Instagram blogger Cadie Piecuch (@naturallycadie) spent much of the past decade focused on simplifying her life in order to exist more sustainably and healthfully. She adopted a plant-based diet and cut back on consumerism, for example. The process allowed her to identify and discard ill-serving tendencies and manifest her dreams.

To wit, in her early 20s she wrote a letter to her older self. This year, on her 30th birthday, she opened it to discover she’d realized many of her hopes, including getting married and starting a blog that gained a following.

“I’m constantly looking for ways to be better,” says Piecuch, who lives in Vancouver Island, Canada. Recently, that aspiration took the form of decluttering her clothing collection and earmarking items for donation that didn’t spark joy or hadn’t been worn in a year. The next day, “I just felt like a huge weight was lifted, and now I actually know what’s in my closet rather than having a whole bunch of pieces everywhere.”

She also recently cut about nine inches off her hair.
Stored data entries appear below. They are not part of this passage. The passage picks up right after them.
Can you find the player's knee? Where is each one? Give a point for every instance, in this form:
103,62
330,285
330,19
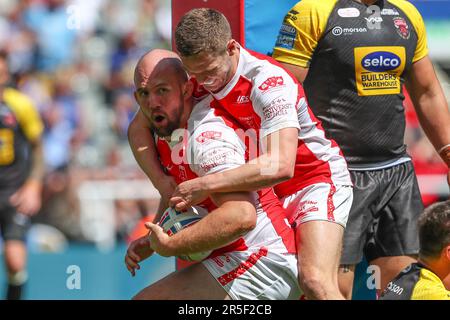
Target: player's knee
314,280
15,265
17,278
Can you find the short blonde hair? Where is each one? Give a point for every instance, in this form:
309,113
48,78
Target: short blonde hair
202,30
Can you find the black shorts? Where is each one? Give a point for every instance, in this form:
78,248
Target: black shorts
13,225
383,218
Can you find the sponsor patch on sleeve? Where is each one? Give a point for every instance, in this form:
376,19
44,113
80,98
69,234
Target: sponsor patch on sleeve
286,37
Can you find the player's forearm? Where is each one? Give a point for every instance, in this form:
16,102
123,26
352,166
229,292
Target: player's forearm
251,176
219,228
144,150
434,116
Piecuch, who hadn’t gotten “an honest-to-God” haircut in a decade, gave herself two years to prepare for the change—despite the fact that her locks, which reached her low-back and had thinned as a result, “didn’t even look good,” she says.  “I was like, ‘Why am I even holding on to this? What is the point?’” she recalls.

Both experiences reminded her of what truly feeds her well-being: nature, eating good food, taking hot baths. “I felt like I needed to have long hair to be beautiful and be feminine. But having healthy hair is so much more important than having dead length. It’s kind of a symbolism for life, isn’t it? Getting rid of things that no longer serve you, in every aspect: toxic relationships or things in your house that are unneeded—or anything, really.”

Out with the old, in with the new—for a better you

Here are three strategies to spur your life detox:

Limit social media

Social media is useful when it comes to connecting with friends or learning new things. But too much of it is counterproductive.

Piecuch says excessive screen time is her worst habit, one that yielded another bad habit: comparing herself to others. “It’s so unhealthy,” she says. “Why would I do that? There’s absolutely no point in comparison because people will always be at different places and stages in their lives.”

To keep herself in check, Piecuch puts her phone aside at night, which slowly has helped her cut back on staring at feeds.

Keep a Journal

Journaling allows you to create a safe space for inner dialogue, which can unearth patterns you’ve long had but would benefit from ending.

“Get close to yourself in the pages of your journal,” says Elle. “Ask yourself some reflective questions, and then answer them: Why am I avoiding this thing? Why am I refusing to face this thing?

If you’ve never confronted yourself on the blank page, it can be daunting at first. But as you put pen to paper, insights begin to emerge. “We are able to get close to our change by just starting somewhere,” she says

Practice mindfulness meditation

Present-moment awareness spawns clarity because you aren’t inventing stories about the future or ruminating on the past. Over time, the ritual cultivates the ability to undo tendencies you might not have even known you had.

“When you see clearly, you can focus, and your thoughts will change, and so your life will change,” Deora says. “Your reality and life are of your own making through the thoughts you have.”